P3.69  Friday, Jan. 6  Disrupting gene function in tardigrades by RNA interference TENLEN, J.R.*; GOLDSTEIN, B.; Univ. of North Carolina, Chapel Hill; Univ. of North Carolina, Chapel Hill tenlen@live.unc.edu

How morphological diversity arises is a key question in evolutionary developmental biology. As a long-term approach to address this question, we are developing a close relative of both Drosophila (Phylum Arthropoda) and C. elegans (Phylum Nematoda), the water bear Hypsibius dujardini (Phylum Tardigrada), as a model system.
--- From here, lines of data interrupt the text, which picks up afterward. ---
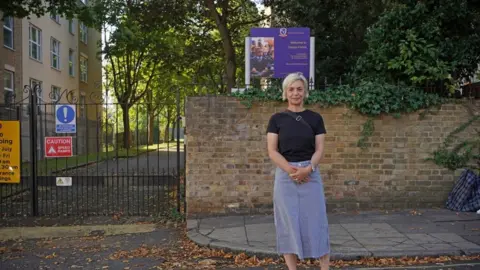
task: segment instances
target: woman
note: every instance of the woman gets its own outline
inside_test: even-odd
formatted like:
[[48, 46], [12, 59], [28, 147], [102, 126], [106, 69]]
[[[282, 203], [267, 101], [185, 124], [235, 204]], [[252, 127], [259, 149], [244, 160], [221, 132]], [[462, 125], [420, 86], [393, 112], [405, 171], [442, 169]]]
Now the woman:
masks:
[[268, 155], [277, 165], [273, 192], [277, 251], [289, 270], [297, 257], [321, 258], [329, 267], [330, 240], [322, 178], [318, 164], [323, 156], [325, 125], [320, 114], [303, 108], [308, 82], [300, 73], [283, 81], [284, 112], [268, 123]]

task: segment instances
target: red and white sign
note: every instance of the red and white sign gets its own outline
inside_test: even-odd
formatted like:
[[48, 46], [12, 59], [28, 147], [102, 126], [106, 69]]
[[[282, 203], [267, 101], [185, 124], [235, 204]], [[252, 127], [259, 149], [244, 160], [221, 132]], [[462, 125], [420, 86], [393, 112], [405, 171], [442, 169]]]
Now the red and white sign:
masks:
[[72, 137], [45, 137], [45, 157], [71, 157]]

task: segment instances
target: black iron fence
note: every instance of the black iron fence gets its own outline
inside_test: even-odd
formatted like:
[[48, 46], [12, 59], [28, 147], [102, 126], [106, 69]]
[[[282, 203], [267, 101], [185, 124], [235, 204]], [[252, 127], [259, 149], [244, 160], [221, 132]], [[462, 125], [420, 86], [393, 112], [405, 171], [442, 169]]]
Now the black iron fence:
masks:
[[[20, 127], [13, 138], [16, 132], [3, 130], [18, 142], [12, 151], [20, 166], [10, 167], [19, 170], [20, 181], [8, 166], [0, 167], [0, 176], [6, 175], [0, 183], [1, 216], [185, 211], [180, 95], [173, 94], [169, 104], [142, 100], [128, 106], [100, 96], [45, 95], [36, 86], [0, 105], [0, 124]], [[16, 164], [9, 159], [1, 161]]]

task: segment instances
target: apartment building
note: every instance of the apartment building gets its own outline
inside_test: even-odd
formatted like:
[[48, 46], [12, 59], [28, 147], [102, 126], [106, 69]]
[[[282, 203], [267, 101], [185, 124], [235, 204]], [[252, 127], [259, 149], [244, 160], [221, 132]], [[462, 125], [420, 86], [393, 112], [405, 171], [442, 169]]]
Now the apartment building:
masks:
[[[27, 109], [28, 93], [23, 91], [27, 85], [41, 89], [36, 110], [39, 157], [44, 156], [45, 136], [72, 136], [74, 154], [98, 151], [102, 111], [100, 105], [89, 105], [93, 104], [89, 97], [101, 96], [102, 92], [102, 63], [97, 56], [101, 33], [77, 19], [69, 20], [57, 14], [31, 16], [30, 19], [6, 18], [2, 26], [4, 46], [0, 50], [0, 66], [4, 67], [4, 76], [0, 82], [4, 91], [0, 104], [6, 103], [9, 92], [17, 94], [17, 102], [23, 99], [18, 104], [22, 107], [24, 160], [28, 159], [30, 149], [31, 112]], [[76, 134], [55, 133], [57, 102], [76, 104]]]
[[[3, 14], [0, 12], [0, 19]], [[3, 90], [0, 91], [0, 119], [10, 119], [14, 117], [14, 110], [11, 103], [18, 100], [18, 95], [22, 88], [22, 20], [12, 17], [6, 17], [0, 20], [0, 85]], [[16, 98], [17, 97], [17, 98]]]

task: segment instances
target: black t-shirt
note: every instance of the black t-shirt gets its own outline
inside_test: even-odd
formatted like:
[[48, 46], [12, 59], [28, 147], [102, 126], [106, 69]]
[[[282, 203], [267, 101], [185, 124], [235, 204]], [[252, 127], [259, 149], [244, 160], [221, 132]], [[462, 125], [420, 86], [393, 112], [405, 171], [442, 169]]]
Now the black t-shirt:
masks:
[[[304, 110], [300, 115], [313, 129], [285, 113], [272, 115], [267, 133], [278, 134], [278, 152], [289, 162], [310, 160], [315, 153], [315, 135], [327, 133], [320, 114]], [[315, 135], [313, 134], [315, 133]]]

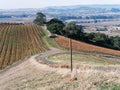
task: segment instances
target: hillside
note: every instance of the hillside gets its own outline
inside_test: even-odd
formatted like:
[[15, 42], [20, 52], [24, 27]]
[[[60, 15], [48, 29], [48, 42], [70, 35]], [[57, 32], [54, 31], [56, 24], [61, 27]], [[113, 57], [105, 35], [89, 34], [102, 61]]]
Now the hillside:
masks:
[[[68, 38], [58, 36], [55, 40], [61, 47], [66, 48], [66, 49], [69, 48], [69, 39]], [[99, 53], [120, 56], [120, 51], [118, 51], [118, 50], [107, 49], [107, 48], [87, 44], [84, 42], [80, 42], [77, 40], [72, 40], [72, 42], [73, 42], [72, 43], [73, 49], [77, 50], [77, 51], [99, 52]]]
[[[9, 27], [9, 29], [5, 29], [6, 27]], [[3, 44], [4, 45], [3, 47], [4, 48], [8, 47], [7, 49], [5, 49], [7, 50], [6, 52], [8, 51], [13, 52], [15, 50], [16, 55], [19, 57], [16, 56], [14, 59], [16, 58], [18, 59], [12, 61], [11, 58], [9, 59], [6, 56], [9, 55], [13, 57], [12, 56], [13, 54], [6, 53], [5, 55], [6, 59], [3, 59], [5, 60], [4, 63], [7, 63], [8, 62], [7, 60], [10, 60], [12, 63], [13, 62], [16, 63], [14, 63], [11, 66], [9, 65], [10, 67], [0, 71], [0, 90], [120, 89], [120, 71], [119, 71], [120, 65], [118, 62], [99, 57], [98, 53], [96, 53], [96, 56], [86, 52], [76, 53], [73, 55], [74, 58], [73, 70], [74, 71], [77, 70], [77, 80], [72, 81], [71, 72], [69, 68], [70, 66], [69, 52], [67, 53], [62, 52], [61, 54], [50, 56], [51, 59], [48, 58], [49, 54], [52, 55], [52, 53], [55, 52], [47, 51], [43, 53], [44, 51], [48, 50], [48, 47], [57, 46], [56, 43], [54, 42], [54, 39], [47, 38], [46, 30], [42, 30], [46, 29], [45, 27], [39, 28], [37, 25], [8, 25], [8, 26], [5, 25], [2, 26], [2, 28], [3, 29], [0, 29], [1, 30], [0, 33], [2, 34], [2, 32], [6, 31], [5, 36], [7, 37], [7, 39], [5, 39], [6, 44]], [[12, 30], [14, 32], [12, 32]], [[3, 40], [3, 36], [4, 34], [2, 34], [1, 36], [1, 42]], [[68, 38], [58, 36], [55, 40], [60, 46], [68, 48], [69, 46]], [[11, 41], [12, 43], [10, 43]], [[9, 49], [11, 48], [11, 46], [14, 49]], [[52, 49], [53, 51], [55, 50], [55, 48]], [[118, 56], [120, 55], [119, 51], [93, 46], [83, 42], [78, 42], [76, 40], [73, 40], [73, 49], [79, 51], [101, 52]], [[3, 50], [1, 56], [4, 56], [3, 52], [5, 50], [4, 51]], [[21, 53], [19, 53], [18, 51], [20, 51]], [[24, 55], [24, 57], [26, 56], [29, 57], [24, 58], [20, 55]], [[39, 58], [39, 56], [41, 56], [41, 58]], [[20, 57], [24, 59], [18, 61]], [[56, 66], [46, 65], [44, 62], [42, 63], [42, 61], [44, 61], [43, 57], [49, 59], [49, 61], [53, 62], [58, 61], [59, 63], [61, 62], [62, 63], [60, 64], [61, 67], [62, 65], [63, 66], [68, 65], [68, 68], [60, 68], [59, 64], [58, 68], [57, 64], [55, 64]], [[76, 67], [75, 65], [78, 65], [77, 69], [75, 69]]]
[[42, 28], [32, 24], [0, 25], [0, 69], [20, 59], [48, 50]]
[[53, 90], [56, 84], [59, 87], [66, 83], [61, 74], [64, 75], [69, 70], [64, 72], [66, 70], [59, 69], [56, 72], [58, 69], [36, 62], [35, 57], [36, 55], [0, 72], [0, 90]]
[[[36, 62], [32, 56], [0, 72], [0, 90], [119, 90], [119, 66], [97, 69], [80, 65], [76, 81], [70, 69], [53, 68]], [[106, 68], [105, 68], [106, 67]], [[108, 69], [107, 69], [108, 68]], [[117, 68], [115, 70], [115, 68]], [[108, 71], [107, 71], [108, 70]]]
We expect that using a close relative of two well-studied model systems will facilitate identifying genes relevant to understanding the evolution of development. Methods for disrupting gene activity are essential to this effort. No such method yet exists in Phylum Tardigrada. Here, we report that tardigrade gene function can be disrupted by RNA interference (RNAi). From H. dujardini ESTs present in GenBank, we identified and amplified putative homologs of several genes encoding proteins known to affect development in other organisms. We adapted protocols used in C. elegans for RNAi by microinjection of dsRNA, using a chamber we developed to hold anaesthetized animals during injection. Significant embryonic lethality was observed in progeny of H. dujardini adult females injected with dsRNA targeting genes encoding actin, Mago nashi, myosin or a 14-3-3 protein. Each experiment resulted in distinct terminal embryonic phenotypes that were consistent with predicted functions, suggesting that RNAi was gene-specific. Conversely, progeny of females injected with water or with dsRNA targeting green fluorescent protein developed normally. Experiments are in progress to determine the degree to which RNAi depletes target mRNAs. These studies present the first evidence that gene function can be disrupted by RNAi in Phylum Tardigrada, providing a method to dissect developmental gene functions in an organism that may sit at a key position in animal evolution for evo-devo studies.